Reproduction of the analytical workflow from:
Ryder, C. et al. (2026). Refining near-infrared spectroscopy for collagen quantification: A new predictive model for archaeological bone. Journal of Archaeological Science, 185, 106448.
The notebook implements the full pipeline — from raw reflectance spectra to collagen yield prediction — using Python open-source libraries.
The CSV file contains spectral data for 176 bone samples:
- 140 Reference samples — used for model calibration and validation. Already K-means balanced from an original set of 319 samples (see paper Section 2.3).
- 36 Zafarraya samples — independent external validation set from Zafarraya Cave, Spain.
Columns:
- Sample ID, Country of Origin, Extraction Technique (ORAU / MPI)
- Collagen Yield (%)
- Reflectance at 350–2500 nm (2151 variables)
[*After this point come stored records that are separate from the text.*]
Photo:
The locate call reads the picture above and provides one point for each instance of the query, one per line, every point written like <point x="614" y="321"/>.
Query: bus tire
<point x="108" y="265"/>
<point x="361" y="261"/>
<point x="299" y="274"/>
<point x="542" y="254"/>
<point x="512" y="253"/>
The notebook reproduces the complete workflow in 13 sections:
| Section | Content |
|---|---|
| 1–2 | Imports and data loading |
| 3 | Exploratory data analysis (yield distribution, raw spectra) |
| 4 | Spectral preprocessing: reflectance → pseudo-absorbance → Savitzky-Golay 2nd derivative |
| 5 | PCA for outlier detection (full range and NIR range) |
| 6 | Stratified calibration / validation split (100 / 40 samples) |
| 7 | Helper functions |
| 8 | PLSR across 11 wavelength ranges (reproduces Table 5) |
| 9 | Random Forest regression — full NIR and 2030–2060 nm (reproduces Sections 3.1–3.2) |
| 10 | Variable importance plots |
| 11 | Combined LOO-CV models on all 140 samples |
| 12 | Zafarraya external validation with PVA consolidant detection (reproduces Tables 6–8) |
| 13 | Model persistence to JSON using OpenModels |
The preferred model (2030–2060 nm, 1 PLSR factor) targets the 2045 nm absorption feature associated with the 2nd overtone of C=O stretching and N-H stretching in collagen.
numpy
pandas
matplotlib
scikit-learn
chemotools
openmodels
Install with:
pip install -r requirements.txtor manually:
pip install numpy pandas matplotlib scikit-learn chemotools openmodels- Clone the repository.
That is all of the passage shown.